Poprzednia właścicielka domu wspomniała kiedyś, że za jej młodości były na froncie 3 okna, nie 2. Milord i Dziadek-Majster mierzyli więc, dumali, rozważali i zamówili, a teraz dom wygląda tak:
Bardzo nam się te okna podobają, dlatego zrobiliśmy sobie z nimi sesję zdjęciową :)
Od środka też jest nieźle, mimo że jeszcze jest mnóstwo do zrobienia. Nie mamy pieniędzy, żeby zrobić wszystko od razu, więc najbliższe biesiady będą, że się tak dosłownie wyrażę - w stanie surowym.

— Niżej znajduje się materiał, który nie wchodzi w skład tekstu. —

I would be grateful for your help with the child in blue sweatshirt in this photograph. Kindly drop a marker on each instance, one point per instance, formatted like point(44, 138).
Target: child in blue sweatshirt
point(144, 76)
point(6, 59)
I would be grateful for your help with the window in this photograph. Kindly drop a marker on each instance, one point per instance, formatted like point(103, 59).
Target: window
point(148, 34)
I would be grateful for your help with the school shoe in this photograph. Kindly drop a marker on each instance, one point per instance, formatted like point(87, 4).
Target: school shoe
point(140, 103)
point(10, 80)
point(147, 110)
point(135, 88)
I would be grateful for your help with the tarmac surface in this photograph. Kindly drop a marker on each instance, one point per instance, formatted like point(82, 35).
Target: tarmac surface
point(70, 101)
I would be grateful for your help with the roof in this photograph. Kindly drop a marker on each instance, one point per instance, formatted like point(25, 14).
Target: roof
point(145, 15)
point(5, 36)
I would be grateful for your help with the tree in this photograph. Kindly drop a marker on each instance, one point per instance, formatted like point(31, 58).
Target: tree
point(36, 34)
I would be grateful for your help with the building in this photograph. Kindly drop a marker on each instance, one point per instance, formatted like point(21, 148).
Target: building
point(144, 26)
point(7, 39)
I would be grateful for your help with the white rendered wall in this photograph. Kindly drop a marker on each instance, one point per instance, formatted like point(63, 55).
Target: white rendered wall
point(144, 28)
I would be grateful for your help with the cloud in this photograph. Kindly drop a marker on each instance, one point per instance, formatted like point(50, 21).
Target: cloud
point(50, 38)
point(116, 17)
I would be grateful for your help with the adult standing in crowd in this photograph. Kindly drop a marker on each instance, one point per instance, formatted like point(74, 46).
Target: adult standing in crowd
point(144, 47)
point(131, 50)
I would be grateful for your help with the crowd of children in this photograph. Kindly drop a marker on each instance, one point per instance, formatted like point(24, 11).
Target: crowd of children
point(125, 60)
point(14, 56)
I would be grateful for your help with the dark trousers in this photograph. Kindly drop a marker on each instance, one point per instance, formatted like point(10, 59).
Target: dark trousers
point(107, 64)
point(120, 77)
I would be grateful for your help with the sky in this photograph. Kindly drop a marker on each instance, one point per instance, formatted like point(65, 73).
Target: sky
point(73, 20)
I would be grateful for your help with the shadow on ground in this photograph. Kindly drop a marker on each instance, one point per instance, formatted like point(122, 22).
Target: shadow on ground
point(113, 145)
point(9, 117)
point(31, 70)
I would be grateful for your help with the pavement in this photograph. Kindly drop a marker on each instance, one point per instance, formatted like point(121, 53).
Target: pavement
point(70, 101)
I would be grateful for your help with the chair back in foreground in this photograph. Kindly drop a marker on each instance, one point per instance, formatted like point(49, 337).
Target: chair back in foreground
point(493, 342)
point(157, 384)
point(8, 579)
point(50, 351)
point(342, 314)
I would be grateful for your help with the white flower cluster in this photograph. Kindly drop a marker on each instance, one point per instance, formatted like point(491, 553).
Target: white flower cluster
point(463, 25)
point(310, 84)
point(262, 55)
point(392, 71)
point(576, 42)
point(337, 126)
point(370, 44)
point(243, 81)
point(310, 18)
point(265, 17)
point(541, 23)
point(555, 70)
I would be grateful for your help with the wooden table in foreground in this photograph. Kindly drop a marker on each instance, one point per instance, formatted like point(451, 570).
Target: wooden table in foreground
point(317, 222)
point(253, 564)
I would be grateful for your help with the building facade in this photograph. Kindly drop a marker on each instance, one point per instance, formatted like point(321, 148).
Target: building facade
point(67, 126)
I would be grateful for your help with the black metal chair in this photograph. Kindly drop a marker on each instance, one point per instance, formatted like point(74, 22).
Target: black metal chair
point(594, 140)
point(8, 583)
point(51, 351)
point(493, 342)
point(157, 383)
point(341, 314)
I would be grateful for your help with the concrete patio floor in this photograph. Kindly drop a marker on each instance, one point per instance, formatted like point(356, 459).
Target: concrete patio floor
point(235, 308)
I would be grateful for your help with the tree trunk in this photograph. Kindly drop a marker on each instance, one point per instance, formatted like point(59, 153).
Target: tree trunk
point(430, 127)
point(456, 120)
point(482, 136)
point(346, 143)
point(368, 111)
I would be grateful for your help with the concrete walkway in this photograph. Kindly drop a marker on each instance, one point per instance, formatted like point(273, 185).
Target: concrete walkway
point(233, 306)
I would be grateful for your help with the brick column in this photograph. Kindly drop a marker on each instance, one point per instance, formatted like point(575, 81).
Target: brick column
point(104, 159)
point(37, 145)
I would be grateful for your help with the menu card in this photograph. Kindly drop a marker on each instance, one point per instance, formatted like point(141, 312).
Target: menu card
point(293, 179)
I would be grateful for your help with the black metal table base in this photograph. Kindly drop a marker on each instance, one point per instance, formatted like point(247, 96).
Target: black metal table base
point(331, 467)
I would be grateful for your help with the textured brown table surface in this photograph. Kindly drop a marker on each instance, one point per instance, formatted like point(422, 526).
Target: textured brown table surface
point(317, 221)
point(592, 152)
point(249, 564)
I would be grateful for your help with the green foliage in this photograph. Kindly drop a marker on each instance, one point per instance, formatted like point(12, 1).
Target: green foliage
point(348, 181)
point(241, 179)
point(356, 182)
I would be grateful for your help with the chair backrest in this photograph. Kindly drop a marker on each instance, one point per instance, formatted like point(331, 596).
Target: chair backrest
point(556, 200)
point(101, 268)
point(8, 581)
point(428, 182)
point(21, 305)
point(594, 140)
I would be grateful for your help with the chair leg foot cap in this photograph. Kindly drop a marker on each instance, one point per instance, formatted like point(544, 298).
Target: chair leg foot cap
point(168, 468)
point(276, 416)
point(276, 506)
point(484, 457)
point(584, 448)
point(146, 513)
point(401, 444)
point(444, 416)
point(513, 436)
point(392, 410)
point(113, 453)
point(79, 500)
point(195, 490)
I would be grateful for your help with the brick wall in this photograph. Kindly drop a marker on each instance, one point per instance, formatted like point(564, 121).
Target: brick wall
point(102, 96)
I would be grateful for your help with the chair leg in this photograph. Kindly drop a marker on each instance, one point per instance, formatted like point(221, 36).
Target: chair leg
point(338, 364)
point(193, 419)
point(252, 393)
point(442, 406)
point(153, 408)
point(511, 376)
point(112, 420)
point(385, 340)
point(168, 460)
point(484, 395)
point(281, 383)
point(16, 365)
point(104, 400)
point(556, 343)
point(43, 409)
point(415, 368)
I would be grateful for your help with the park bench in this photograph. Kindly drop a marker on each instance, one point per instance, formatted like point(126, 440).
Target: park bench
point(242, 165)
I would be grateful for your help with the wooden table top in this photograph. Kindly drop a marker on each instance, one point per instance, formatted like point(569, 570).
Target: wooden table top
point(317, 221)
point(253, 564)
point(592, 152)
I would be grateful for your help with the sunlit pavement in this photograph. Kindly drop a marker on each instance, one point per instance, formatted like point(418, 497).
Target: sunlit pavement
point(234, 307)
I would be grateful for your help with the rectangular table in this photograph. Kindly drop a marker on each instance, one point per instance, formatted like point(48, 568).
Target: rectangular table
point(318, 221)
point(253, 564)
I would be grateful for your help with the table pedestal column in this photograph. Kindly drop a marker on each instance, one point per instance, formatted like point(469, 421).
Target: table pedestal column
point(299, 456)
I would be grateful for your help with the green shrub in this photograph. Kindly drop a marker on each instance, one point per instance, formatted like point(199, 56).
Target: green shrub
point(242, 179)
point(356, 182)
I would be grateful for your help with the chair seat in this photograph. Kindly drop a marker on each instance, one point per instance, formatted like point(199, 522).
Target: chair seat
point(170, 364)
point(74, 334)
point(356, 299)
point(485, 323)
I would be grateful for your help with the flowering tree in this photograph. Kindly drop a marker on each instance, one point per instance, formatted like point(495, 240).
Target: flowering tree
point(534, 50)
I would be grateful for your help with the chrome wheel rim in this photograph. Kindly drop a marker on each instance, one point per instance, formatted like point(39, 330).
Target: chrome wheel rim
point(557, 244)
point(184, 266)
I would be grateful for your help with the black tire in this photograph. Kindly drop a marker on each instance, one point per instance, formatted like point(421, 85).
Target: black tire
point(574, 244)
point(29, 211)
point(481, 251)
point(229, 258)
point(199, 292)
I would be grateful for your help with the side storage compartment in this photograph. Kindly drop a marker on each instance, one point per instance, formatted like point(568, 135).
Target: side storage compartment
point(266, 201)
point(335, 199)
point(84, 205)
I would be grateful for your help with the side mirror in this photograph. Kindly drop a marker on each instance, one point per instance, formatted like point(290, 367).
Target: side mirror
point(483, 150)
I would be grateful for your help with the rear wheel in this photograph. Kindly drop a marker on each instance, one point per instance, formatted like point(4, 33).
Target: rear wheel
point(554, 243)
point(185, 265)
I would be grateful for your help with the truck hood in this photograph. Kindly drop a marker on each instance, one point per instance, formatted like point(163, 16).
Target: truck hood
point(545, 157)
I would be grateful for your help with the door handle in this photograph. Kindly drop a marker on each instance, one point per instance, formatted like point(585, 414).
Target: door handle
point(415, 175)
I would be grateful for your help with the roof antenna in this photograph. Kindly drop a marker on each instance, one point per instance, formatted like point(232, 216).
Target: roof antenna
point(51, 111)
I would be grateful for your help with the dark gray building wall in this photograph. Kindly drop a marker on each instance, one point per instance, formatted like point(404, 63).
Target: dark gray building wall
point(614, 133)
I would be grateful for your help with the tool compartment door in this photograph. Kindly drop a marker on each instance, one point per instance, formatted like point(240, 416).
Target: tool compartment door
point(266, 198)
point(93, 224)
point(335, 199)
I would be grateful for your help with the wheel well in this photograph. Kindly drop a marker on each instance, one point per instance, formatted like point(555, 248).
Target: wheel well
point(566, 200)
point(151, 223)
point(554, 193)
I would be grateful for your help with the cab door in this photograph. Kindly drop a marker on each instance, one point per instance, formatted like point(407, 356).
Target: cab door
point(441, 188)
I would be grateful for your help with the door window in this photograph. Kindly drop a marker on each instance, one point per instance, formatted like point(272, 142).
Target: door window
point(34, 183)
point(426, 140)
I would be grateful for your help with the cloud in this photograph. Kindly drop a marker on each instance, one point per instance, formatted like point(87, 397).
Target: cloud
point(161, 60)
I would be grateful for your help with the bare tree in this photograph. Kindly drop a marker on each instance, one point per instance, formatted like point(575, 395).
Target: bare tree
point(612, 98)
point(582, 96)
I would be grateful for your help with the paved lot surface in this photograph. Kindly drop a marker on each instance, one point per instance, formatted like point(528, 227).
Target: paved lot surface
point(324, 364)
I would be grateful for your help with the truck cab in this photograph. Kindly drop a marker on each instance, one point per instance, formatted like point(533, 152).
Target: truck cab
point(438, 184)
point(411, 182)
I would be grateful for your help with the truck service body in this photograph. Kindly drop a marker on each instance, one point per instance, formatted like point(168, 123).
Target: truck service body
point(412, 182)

Z tyłu domu okna nie było, ale teraz już jest, by - jak to zgrabnie ujął Dziadek-Majster - nie zaskoczył nas komornik.
Ze względu na wysoki poziom wód gruntowych w okolicy i coroczną porę deszczową, Milord zastosował sprytne rozwiązanie problemu - nadmiar wody będzie odprowadzany wężykiem het, won, z dala od domu.
Z nowości - pojawił się gzyms na froncie i ktoś zabrał z ogrodu starą rynnę. Zapewne ktoś ją "zniknął" w celu oddania na złom. Ech, ci ekolodzy.
PS Na trasie do wioski stoi sympatyczny traktor, który na rejestracji ma napis "Pimpek". Może to nie maszyna rolnicza, tylko przyjaciel rodziny, kto wie?